Peptides, Matrixyl and More

Peptides have been around for over a decade now and have lost much of their “wow” factor in the media but with the consistency of a reliable old friend, these amino acids continue to quietly provide anti-aging benefits in a myriad of products.  Like the more buzz-worthy retinoids, peptides work as cell-communicators to encourage skin to repair itself.  Peptides also work to stimulate collagen production, improve elasticity and attract moisture to the skin–no small potatoes in the skin care world.

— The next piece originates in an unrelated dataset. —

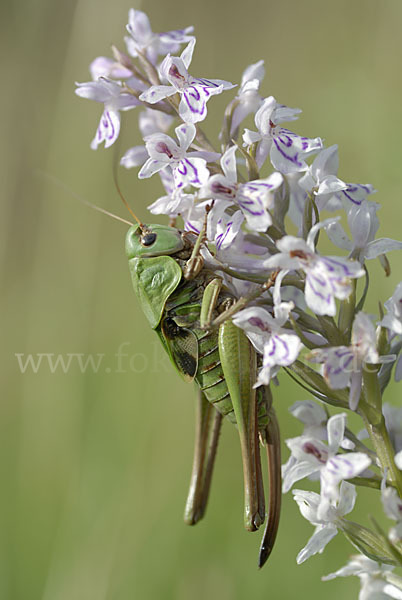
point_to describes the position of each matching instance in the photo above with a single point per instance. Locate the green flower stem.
(371, 411)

Some of the more well-known peptides used extensively in anti-aging formulations are Matrixyl and its newer cousins, Matrixyl 3000 and Matrixyl Synthe’6. Although they have the name in common, each one has its own strengths:

Matrixyl: the “classic” or “original” Matrixyl peptide is known as Palmitoyl Pentapetide 3 (later renamed Palmitoyl Pentapeptide 4 to reflect more accurately its molecular structure). It is made up of 5 amino acids linked to a fatty acid to increase its penetration into the skin. Matrixyl’s main use in skin care preparations is as an alternative to retinoids in wrinkle treatments as Matrixyl tends to be better tolerated with less chance of irritation. Until recently, the only clinical research available on Matrixyl’s efficacy was carried out by the manufacturers, Sederma. However, over a decade after its introduction to the skin care world, a 2013 independent study by the University of Reading in England found that Matrixyl can almost double the skin’s collagen production provided the concentration is high enough.

Matrixyl 3000: Big sister to the original version, Matrixyl 3000 is actually a combination of two entirely new peptides, Palmitoyl Oligopeptide and Palmitoyl Tetrapeptide-7. According to the manufacturers, these two peptides work synergistically to provide results superior to the original Matrixyl. A Sederma study conducted over a 60-day period found Matrixyl 3000 to be more effective in reducing depth of wrinkles, increasing skin smoothness and improving overall skin tone. You’ll find it a key ingredient in Neostrata Anti-Aging Gel with Fruit Stem Cells and Neostrata Wrinkle Repair Moisturizing Cream.

Matrixyl Synthe’6: The newest version of Matrixyl, palmitoyl tripeptide-38, boosts the synthesis of 6 major components of the skin: Collagen I, Collagen III, Collagen IV, Fibronectin, Hyaluronic Acid and Laminin-5. Sederma likens the use of Matrixyl Synthe’6 to filling wrinkles in from the inside, particularly on the forehead and on crow’s feet for smoother and plumper skin. Although this latest peptide is not yet found in many products, it may be worth keeping an eye out for it if it performs as well as its two predecessors.